In context, the “conspiracies” Isaiah refers to may involve Israel seeking alliances with and foreign aid from pagan nations (which sounds like a sheep getting a loan from a wolf)…and rumors of war with the Northern Kingdom. The lesson is that we ought not accept at face value all the rumors we hear. Let’s consider the source and appraise every political and personal opinion by whether it is right, not popular.
How does Isaiah respond to these concerns of the people? He refers to those with little faith and calmly says, “Do not fear what they fear.” All around us people fear the future--they worry about money, their health they have great anxiety over world events, and yet the most often repeated directive in Scripture (114 times) is two simple words: “fear not”. God can take us from fear to faith. It’s been said, “Fear knocked on the door…Faith opened it; and no one was there.” If we’re trusting the One who holds the last minute, we need not fear the next minute. C.S. Lewis observed, “Though there is much to be puzzled about, there is nothing to be worried about.” We have nothing to fear when we embrace God’s truth.
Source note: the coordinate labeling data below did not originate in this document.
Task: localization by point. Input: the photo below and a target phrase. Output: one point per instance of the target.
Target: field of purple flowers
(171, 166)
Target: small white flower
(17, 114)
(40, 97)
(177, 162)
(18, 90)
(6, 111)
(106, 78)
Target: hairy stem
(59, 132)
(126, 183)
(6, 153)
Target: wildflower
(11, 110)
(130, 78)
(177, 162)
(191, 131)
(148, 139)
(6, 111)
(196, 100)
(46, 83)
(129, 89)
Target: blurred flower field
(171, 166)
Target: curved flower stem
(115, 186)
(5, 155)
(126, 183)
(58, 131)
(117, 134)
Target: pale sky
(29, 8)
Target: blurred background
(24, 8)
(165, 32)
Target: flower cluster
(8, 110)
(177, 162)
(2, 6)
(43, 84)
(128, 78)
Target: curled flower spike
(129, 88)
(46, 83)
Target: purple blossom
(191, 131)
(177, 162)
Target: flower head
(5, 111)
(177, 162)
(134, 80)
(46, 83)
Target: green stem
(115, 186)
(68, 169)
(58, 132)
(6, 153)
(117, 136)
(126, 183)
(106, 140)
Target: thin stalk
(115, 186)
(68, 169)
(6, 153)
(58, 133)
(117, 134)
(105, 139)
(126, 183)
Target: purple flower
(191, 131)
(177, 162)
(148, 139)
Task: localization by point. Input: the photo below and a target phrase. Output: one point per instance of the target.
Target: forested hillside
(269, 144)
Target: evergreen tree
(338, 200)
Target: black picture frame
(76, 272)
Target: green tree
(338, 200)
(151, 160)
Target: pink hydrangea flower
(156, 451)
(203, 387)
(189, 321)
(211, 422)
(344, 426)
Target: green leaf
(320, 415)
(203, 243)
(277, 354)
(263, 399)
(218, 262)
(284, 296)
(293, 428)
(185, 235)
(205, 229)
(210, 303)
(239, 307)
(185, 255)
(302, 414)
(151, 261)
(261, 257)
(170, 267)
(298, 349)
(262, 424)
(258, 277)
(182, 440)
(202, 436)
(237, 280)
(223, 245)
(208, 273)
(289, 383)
Isaiah warns us not to replace God with competing ideologies—verse 13. Faith needs to remain our steering wheel. If we’re not discerning, we may highly regard views that replace God in critical thinking. We may “hallow” secular thinkers, yet God is the only One who is truly holy, which is a comfort in our uncertain, often fearful world. There are many competing philosophies in our world, and many dangerous ideas. Think of the people who’ve influenced you the most. They could be authors, teachers, friends…are they trusted people of faith?